Creasy and Resnick’s Maternal-Fetal Medicine: Principles and Practice. Chapters 11, Prenatal Genetic Diagnosis and 37, Respiratory Diseases in Pregnancy. 2009.
Cystic Fibrosis and Congenital Absence of the Vas Deferens. http://www.ncbi.nlm.nih.gov/bo… Accessed May 21, 2021.
A 43 year old G3P1102 at 10 weeks of gestation presents for consultation. Her two children from a previous marriage are 14 and 19 year old. Her pregnancy with the 14 year old child was complicated by hemolytic disease of the newborn. She wants to know the chances that this pregnancy will also be affected by hemolytic disease of the newborn. You have explained the options for testing and she opts for cell-free DNA for fetal RHD testing. The results show a female fetus with 4 of 92 single nucleotide polymorphisms (SNPs) that differ between mother and fetus. What is the next big step?

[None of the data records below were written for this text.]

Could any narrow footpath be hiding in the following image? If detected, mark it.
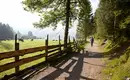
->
[30,42,104,80]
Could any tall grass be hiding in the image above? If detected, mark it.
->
[0,40,63,78]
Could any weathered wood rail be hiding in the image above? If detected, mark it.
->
[0,35,75,79]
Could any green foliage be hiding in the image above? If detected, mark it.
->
[76,0,92,40]
[95,0,130,41]
[0,40,63,78]
[103,47,130,80]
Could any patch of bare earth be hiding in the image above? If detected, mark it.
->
[31,43,104,80]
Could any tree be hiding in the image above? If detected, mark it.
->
[0,23,14,40]
[95,0,130,43]
[23,0,91,47]
[17,31,22,38]
[76,0,92,41]
[28,31,33,37]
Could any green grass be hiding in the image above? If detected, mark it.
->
[103,47,130,80]
[0,40,63,78]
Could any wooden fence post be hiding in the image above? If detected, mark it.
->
[45,35,49,62]
[59,35,62,54]
[15,34,19,73]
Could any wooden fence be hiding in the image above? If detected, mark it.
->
[0,35,75,78]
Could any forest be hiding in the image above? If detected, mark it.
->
[0,0,130,80]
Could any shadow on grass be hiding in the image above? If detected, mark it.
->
[40,52,95,80]
[104,42,130,60]
[0,42,13,50]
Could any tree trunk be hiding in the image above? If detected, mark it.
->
[64,0,70,48]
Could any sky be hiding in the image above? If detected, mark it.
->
[0,0,99,38]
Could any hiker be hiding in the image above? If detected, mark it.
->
[90,37,94,46]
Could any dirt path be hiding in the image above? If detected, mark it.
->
[31,43,104,80]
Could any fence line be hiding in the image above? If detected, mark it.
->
[0,34,75,79]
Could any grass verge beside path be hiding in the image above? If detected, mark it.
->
[0,40,63,78]
[103,43,130,80]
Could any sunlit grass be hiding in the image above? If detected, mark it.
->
[0,40,63,77]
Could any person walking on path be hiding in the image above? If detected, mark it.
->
[90,37,94,46]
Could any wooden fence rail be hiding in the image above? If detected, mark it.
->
[0,35,74,78]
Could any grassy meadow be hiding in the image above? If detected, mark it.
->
[0,40,63,77]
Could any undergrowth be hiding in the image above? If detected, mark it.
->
[103,39,130,80]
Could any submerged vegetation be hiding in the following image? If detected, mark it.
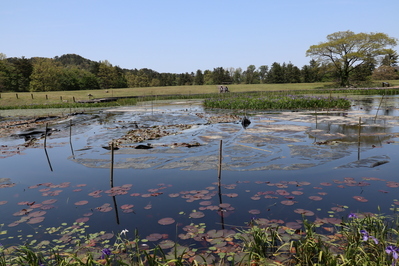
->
[0,213,399,266]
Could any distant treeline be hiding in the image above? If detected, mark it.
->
[0,53,399,92]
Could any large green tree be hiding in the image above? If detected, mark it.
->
[306,31,397,86]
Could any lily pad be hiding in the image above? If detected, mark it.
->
[189,212,205,219]
[158,217,175,225]
[26,216,45,224]
[75,200,89,206]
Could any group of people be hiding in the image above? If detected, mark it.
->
[219,86,229,93]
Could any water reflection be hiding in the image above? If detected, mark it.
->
[0,97,399,247]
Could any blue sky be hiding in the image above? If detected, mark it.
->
[0,0,399,73]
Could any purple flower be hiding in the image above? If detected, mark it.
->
[348,212,359,218]
[101,248,111,259]
[385,246,399,260]
[360,230,378,244]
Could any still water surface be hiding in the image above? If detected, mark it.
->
[0,96,399,244]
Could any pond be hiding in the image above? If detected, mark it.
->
[0,96,399,251]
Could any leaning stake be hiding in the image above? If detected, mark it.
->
[110,141,114,188]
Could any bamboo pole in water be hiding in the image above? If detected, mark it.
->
[357,117,362,161]
[218,140,224,229]
[110,141,114,188]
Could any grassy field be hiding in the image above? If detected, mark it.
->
[0,83,332,106]
[0,80,399,108]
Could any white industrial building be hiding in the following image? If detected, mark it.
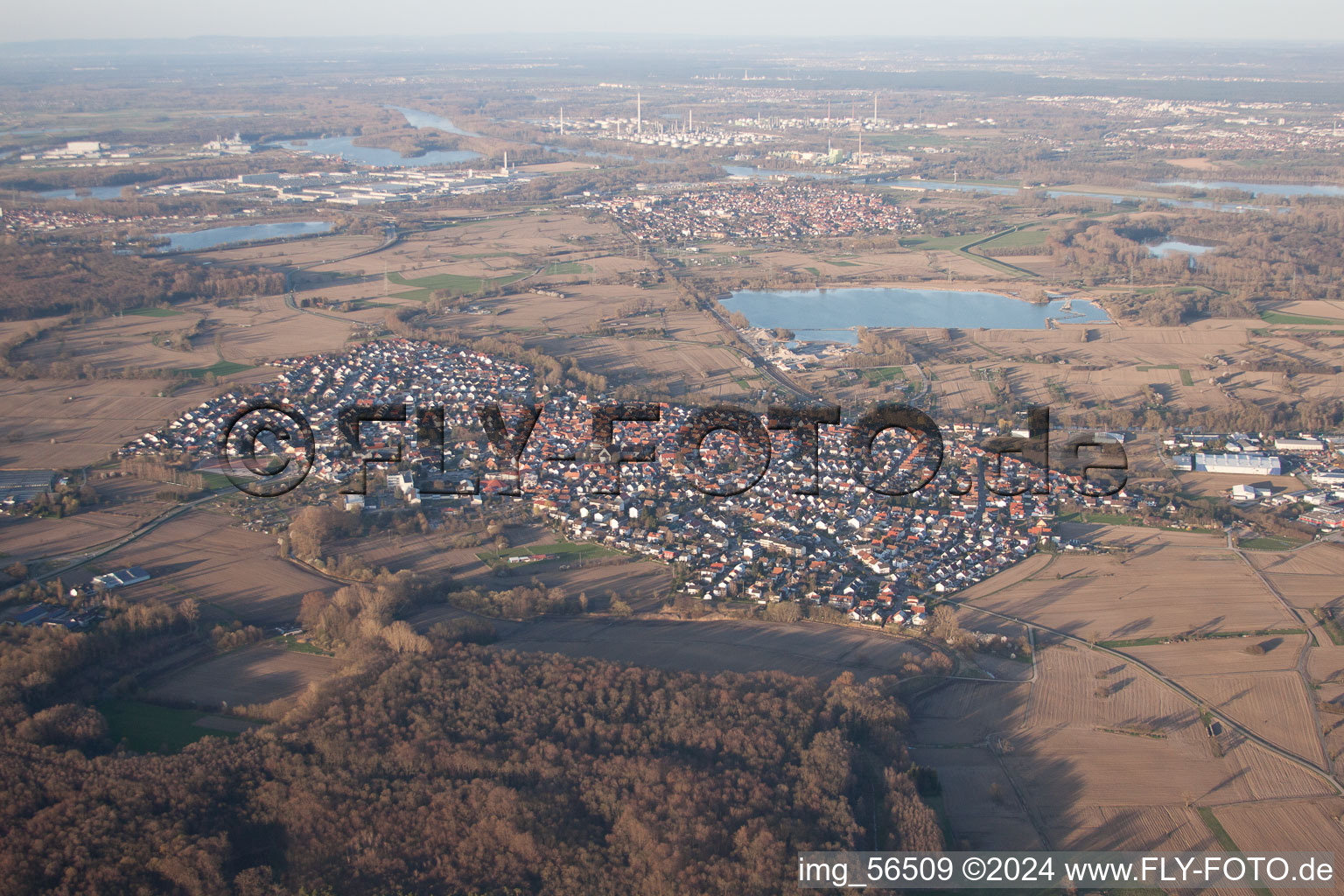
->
[1274,435,1325,452]
[1173,454,1284,475]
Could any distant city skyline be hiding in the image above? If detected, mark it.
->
[4,0,1344,43]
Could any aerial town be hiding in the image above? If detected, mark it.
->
[0,29,1344,896]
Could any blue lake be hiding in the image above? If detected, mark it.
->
[723,286,1110,342]
[1148,239,1214,261]
[279,137,481,168]
[384,106,480,137]
[155,220,332,253]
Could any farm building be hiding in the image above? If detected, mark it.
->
[93,567,149,592]
[1274,437,1325,452]
[1173,454,1284,475]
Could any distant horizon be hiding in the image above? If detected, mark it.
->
[8,31,1344,50]
[5,0,1344,46]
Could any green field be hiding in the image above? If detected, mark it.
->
[126,308,181,317]
[178,361,253,377]
[476,542,625,567]
[546,262,592,274]
[278,634,336,657]
[98,700,248,752]
[387,269,527,302]
[1236,535,1306,550]
[900,234,985,250]
[984,230,1050,248]
[1261,312,1344,326]
[858,367,906,386]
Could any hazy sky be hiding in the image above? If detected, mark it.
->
[8,0,1344,42]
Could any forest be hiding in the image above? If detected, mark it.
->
[0,238,285,319]
[0,630,942,896]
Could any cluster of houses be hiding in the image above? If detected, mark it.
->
[125,340,1150,625]
[128,339,1344,625]
[596,181,918,243]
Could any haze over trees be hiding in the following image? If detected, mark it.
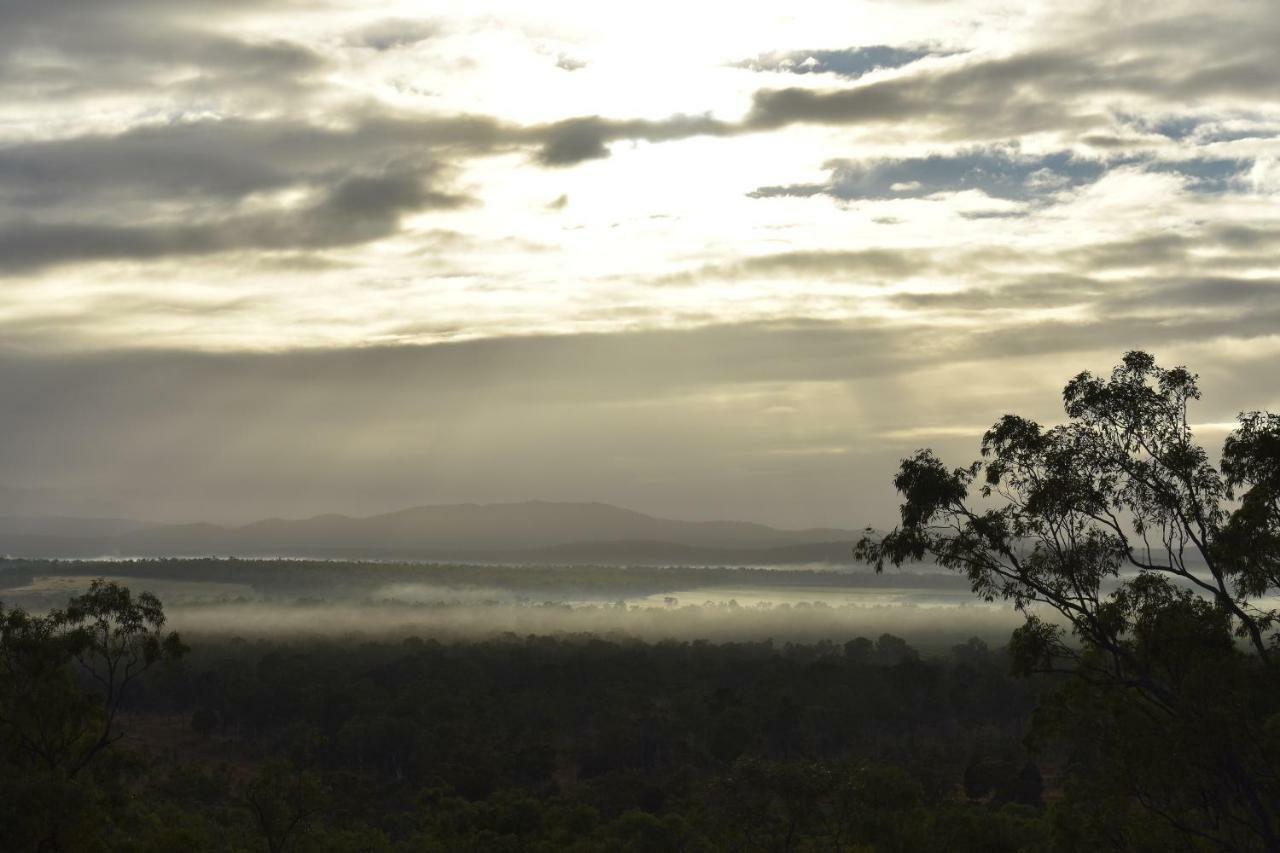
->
[858,352,1280,850]
[0,352,1280,853]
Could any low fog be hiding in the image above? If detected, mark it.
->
[162,602,1020,646]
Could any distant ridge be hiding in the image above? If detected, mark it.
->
[0,501,860,565]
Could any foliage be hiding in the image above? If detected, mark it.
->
[856,352,1280,850]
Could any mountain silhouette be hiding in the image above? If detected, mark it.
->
[0,501,859,564]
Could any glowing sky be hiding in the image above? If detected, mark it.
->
[0,0,1280,526]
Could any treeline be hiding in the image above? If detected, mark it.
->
[0,584,1052,853]
[0,557,966,603]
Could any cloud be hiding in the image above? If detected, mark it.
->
[658,248,934,284]
[0,166,467,274]
[347,18,445,51]
[522,115,737,167]
[749,147,1106,201]
[735,45,947,79]
[0,0,326,99]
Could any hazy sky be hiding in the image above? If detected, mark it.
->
[0,0,1280,526]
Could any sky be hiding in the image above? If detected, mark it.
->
[0,0,1280,528]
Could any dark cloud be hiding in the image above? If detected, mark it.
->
[0,166,467,274]
[750,147,1106,201]
[748,146,1253,204]
[0,0,326,99]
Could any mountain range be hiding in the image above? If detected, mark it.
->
[0,501,860,565]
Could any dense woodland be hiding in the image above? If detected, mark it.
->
[0,581,1055,850]
[0,352,1280,853]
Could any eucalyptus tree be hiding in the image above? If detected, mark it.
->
[855,352,1280,850]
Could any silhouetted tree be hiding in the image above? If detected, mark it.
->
[855,352,1280,850]
[0,579,186,850]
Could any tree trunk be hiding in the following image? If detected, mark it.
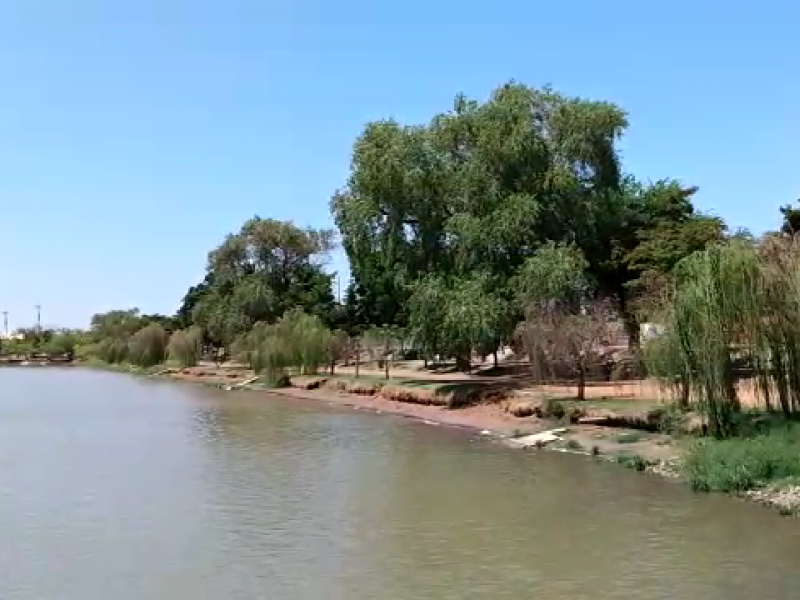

A. Follow maternal titres and begin surveillance if they reach the critical threshold
B. Perform an amniocentesis at 15 weeks to determine fetal antigen typing
C. Begin MCA-PCV surveillance at 19 weeks
D. Explain that the result is inconclusive and consider repeating in 4-6 weeks
E. Explain that the result is valid and that the fetus is RHD positive
D. This patient has had a previous pregnancy affected by hemolytic disease of the newborn. However, since this pregnancy is with a different partner there is a possibility that this pregnancy will not be affected. In order to adequately counsel, one needs to determine fetal antigen status. Options include paternal antigen typing if paternity is assured, cell-free DNA for RHD, or amniocentesis for other red cell antigens. This patient opted for cell-free DNA. In order to qualify a female fetus result as valid, more than 6 of 92 SNPs must differ between mother and fetus. Since this patient only had 4 unique SNPs, the result is not valid. As this patient is only 10 weeks pregnant, there is enough time to repeat the test in 4 – 6 weeks. If the fetus is RHD +, surveillance should be initiated at 18 – 20 weeks. A is incorrect as maternal titers are not predictive of fetal disease if a patient had a previously affected pregnancy. B is not the next best answer as the patient desired cell-free DNA and there is ample time to obtain the new result. C is incorrect as surveillance will not be needed if the fetus is not affected. E is incorrect as 6 of 92 SNPs must differ for the result to be valid. Of note, at the time of publication cell-free DNA is only available for RHD and not any of the other red cell antigens in the United States.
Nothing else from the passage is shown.